The Twilight Zone is an American anthology television series developed by Simon Kinberg, Jordan Peele, and Marco Ramirez, based on the original 1959 television series created by Rod Serling. Peele serves as narrator, in addition to executive producing through Monkeypaw Productions. The weekly series premiered on April 1, 2019, on CBS All Access, and was renewed for a second season halfway through its first set of 10 episodes. The second season was released in its entirety on June 25, 2020. In February 2021, the producers announced the series would not return for additional seasons.

Production

Background 
As in the original series, each episode in this incarnation of The Twilight Zone deals with a different topic, addressing such subjects as supernatural occurrences, racism, social issues, misinformation in the press, alien invasions, and immigration, with an unusual and an unexpected twist in each program. Notable episodes include Sanaa Lathan as a woman who discovers that her camcorder can turn back time, Chris O'Dowd as an anthropologist who studies a strange gun, Morena Baccarin as a hotel manager who finds everyone around her standing still, and Damon Wayans Jr. as a church handyman who finds that he can change his town by manipulating a smaller model of it. John Larroquette, Donna Dixon, Eric Keenleyside, Kristin Lehman, Ryan Robbins, Peter Kelamis, Ethan Embry, Gil Bellows, and George Takei also worked in these two  seasons of the Twilight Zone.

In addition to increasing the altitude, "Nightmare at 30,000 Feet" follows a path that is different from that of the iconic 1963 episode starring William Shatner, "Nightmare at 20,000 Feet". The 2019 episode "You Might Also Like" is connected with the classic episode "To Serve Man".  "Blurryman" is a metafictional episode in which  Mark Silverman reprises his impersonation of Rod Serling from The Twilight Zone Tower of Terror Disney attraction. Previous Twilight Zone series had episodes with metafictional elements, notably the original series episode "A World of His Own", where the main character interacts with Serling, and the 1980s revival series episode "Personal Demons", in which Martin Balsam portrays a fictional version of the episode's writer.

Development
In December 2012, it was announced that Bryan Singer had finalized a deal to develop, executive produce, and potentially direct a third revival of The Twilight Zone for CBS Television Studios. At the time of the announcement, the production had yet to hire a writer, begun being shopped to networks and was still finalizing a deal with the Serling estate. On March 7, 2013, it was reported that a writer was in negotiations to join the series. By 2016, Simon Kinberg and Craig Sweeny had joined the production and CBS was weighing whether to shop the project to other networks or streaming services or to place it on their own CBS All Access. Kinberg eventually left the project to write and direct the film Dark Phoenix and Singer and Sweeny soon dropped out as well.
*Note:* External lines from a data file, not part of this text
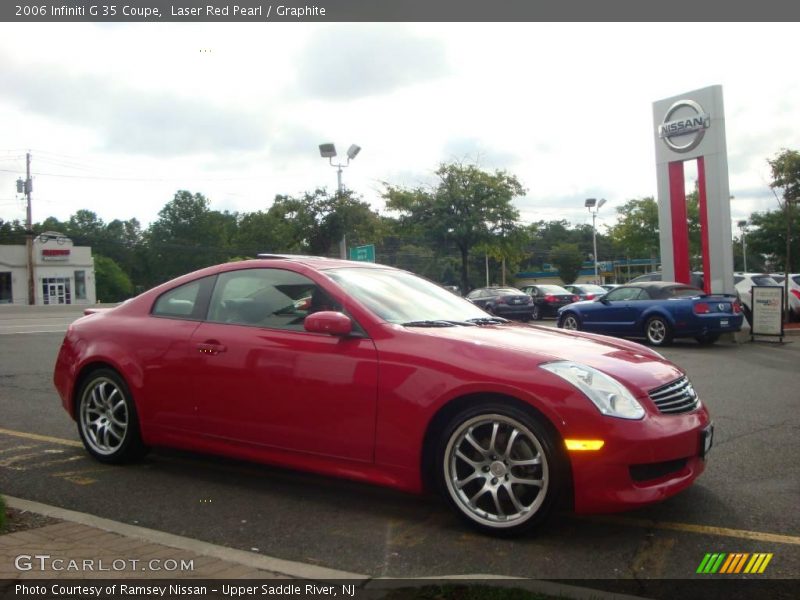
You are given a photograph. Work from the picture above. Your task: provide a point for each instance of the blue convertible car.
(658, 311)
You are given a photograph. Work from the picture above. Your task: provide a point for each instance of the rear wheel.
(658, 332)
(107, 420)
(570, 321)
(498, 468)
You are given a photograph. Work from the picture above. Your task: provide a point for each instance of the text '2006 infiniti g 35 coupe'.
(368, 372)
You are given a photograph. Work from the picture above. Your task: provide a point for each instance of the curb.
(306, 571)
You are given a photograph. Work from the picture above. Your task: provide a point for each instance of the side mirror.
(330, 322)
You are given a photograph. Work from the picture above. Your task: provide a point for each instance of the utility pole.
(29, 230)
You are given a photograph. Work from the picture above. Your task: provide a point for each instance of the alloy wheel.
(104, 417)
(496, 471)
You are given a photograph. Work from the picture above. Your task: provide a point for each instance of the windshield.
(764, 280)
(553, 289)
(400, 297)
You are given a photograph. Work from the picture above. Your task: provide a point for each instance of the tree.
(636, 230)
(315, 222)
(467, 207)
(786, 176)
(567, 258)
(112, 283)
(766, 242)
(188, 235)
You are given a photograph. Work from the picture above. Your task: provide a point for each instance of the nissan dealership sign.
(690, 128)
(685, 132)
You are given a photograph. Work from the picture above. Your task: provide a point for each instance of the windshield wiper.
(429, 323)
(487, 320)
On November 2, 2017, it was announced that CBS was redeveloping the revival for their streaming service CBS All Access. Additionally, it was reported that Jordan Peele was in talks to executive produce the series through his production company Monkeypaw Productions and that Marco Ramirez was in talks to serve as showrunner. On December 6, 2017, it was announced that CBS had given the production a series order. Peele and Ramirez were confirmed to executive produce alongside Simon Kinberg, Win Rosenfeld, Audrey Chon, Carolyn Serling, and Rick Berg. Peele, Ramirez, and Kinberg were also set to collaborate on the series' premiere episode. Production companies involved with the series were slated to consist of CBS Television Studios, Monkeypaw Productions, and Genre Films.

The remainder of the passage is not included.